Jeanine Pirro Says George Floyd Was a 'Real Person With Feelings, Begging to Breathe'

Fox News host Jeanine Pirro has called George Floyd, a Black man killed by a white police officer last spring, a "real person with feelings, begging to breathe."

Pirro made her comment while appearing on Hannity, the nightly Fox News political talk program hosted by Sean Hannity. During the show, Pirro, Hannity and legal commentator Nancy Grace discussed the impact of the guilty verdict against Derek Chauvin, the former policeman convicted of killing Floyd on May 25, 2020.

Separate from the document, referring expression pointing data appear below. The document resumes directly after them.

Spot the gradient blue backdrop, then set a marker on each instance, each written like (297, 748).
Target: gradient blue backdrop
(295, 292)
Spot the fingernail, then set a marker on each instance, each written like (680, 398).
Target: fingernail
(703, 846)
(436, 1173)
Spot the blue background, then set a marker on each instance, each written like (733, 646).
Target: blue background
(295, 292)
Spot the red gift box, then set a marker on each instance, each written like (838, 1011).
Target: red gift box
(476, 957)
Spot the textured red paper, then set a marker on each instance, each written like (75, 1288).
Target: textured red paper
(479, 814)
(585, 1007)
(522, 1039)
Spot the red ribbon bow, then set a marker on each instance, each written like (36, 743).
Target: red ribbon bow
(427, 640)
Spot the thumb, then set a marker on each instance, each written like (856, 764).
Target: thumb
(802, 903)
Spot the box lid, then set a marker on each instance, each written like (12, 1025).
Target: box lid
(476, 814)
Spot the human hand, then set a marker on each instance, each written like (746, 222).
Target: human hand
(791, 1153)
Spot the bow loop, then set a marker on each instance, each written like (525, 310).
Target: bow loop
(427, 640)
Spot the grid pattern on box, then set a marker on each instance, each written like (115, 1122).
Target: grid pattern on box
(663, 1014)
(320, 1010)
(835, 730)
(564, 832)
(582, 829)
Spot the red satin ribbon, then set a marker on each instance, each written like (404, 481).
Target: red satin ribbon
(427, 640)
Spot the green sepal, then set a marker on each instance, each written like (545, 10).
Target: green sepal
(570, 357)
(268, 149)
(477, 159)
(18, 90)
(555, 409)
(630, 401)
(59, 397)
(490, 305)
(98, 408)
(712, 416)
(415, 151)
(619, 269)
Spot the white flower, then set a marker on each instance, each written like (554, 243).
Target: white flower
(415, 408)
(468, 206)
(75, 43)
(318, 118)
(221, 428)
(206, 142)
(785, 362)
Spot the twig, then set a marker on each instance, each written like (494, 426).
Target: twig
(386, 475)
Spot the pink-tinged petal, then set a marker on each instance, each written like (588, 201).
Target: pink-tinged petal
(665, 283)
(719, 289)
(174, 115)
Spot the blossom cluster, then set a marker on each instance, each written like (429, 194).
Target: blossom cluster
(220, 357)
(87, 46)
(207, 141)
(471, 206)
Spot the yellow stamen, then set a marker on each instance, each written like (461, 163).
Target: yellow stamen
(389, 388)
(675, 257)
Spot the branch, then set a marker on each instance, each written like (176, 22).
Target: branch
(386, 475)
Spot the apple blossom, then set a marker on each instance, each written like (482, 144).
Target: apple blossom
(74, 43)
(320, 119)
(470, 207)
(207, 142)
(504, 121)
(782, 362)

"Here, this jury saw George Floyd, they saw everything about him," Pirro told Hannity. "He was a real person with feelings and begging to be able to breathe. And so that jury was brought into the exact moment of the crime. It's something that doesn't happen all the time, but it was a positive for the justice system."

Both Pirro and Grace referred to the verdict as justice served. However, Pirro said she believed that the jurors should've been questioned about whether they had heard recent comments on the case made by Democratic California Representative Maxine Waters.

Jeanine Pirro George Floyd Derek Chauvin verdict
Jeanine Pirro told Fox News host Sean Hannity that she believed George Floyd, a Black man murdered by former police officer on May 25, 2020, was a "real person with feelings, begging to breathe." In this February 23, 2017 photo, Pirro speaks to the Conservative Political Action Conference (CPAC) at National Harbor, Maryland, February 23, 2017. Mike Theiler / AFP/Getty

Last Saturday, Waters said that if Chauvin wasn't found guilty, then "We've got to stay on the street and we've got to get more active. We've got to get more confrontational. We've got to make sure that they know that we mean business."

Waters made her comments while standing with Black Lives Matter protesters in Minnesota. The protesters were demonstrating against the police killing of Daunte Wright as well as systemic racism and police brutality.

Conservatives have blasted Waters' comment as a form of jury intimidation, especially since some of the protests against Wright's killing have turned into looting.

Both Pirro and Peter Cahill, the judge overseeing Chauvin, said that Waters' words could help Chauvin's lawyers declare a mistrial when appealing the former police officer's conviction.

"The jury should have been called in and questioned individually to preserve the record to find out if any of those jurors heard what Maxine Waters said," Pirro told Hannity. "That is jury intimidation, Sean. That is something that is certainly can impact the appeal, or the conviction in this case."

On Tuesday, Chauvin was found guilty of second-degree unintentional murder, third-degree murder and second-degree manslaughter in connection to Floyd's killing.

Republican lawmakers mostly offered their praise for the U.S. justice system following the verdict's announcement on Tuesday.

"Derek Chauvin had 17 misconduct investigations before he took the life of George Floyd. It's clear Chauvin's actions were sickening and irrefutable—he was a bad cop. Today's decision is justice for the Floyd family," Republican Representative Mark Green of Tennessee tweeted on Tuesday evening.

Newsweek contacted Fox News for comment.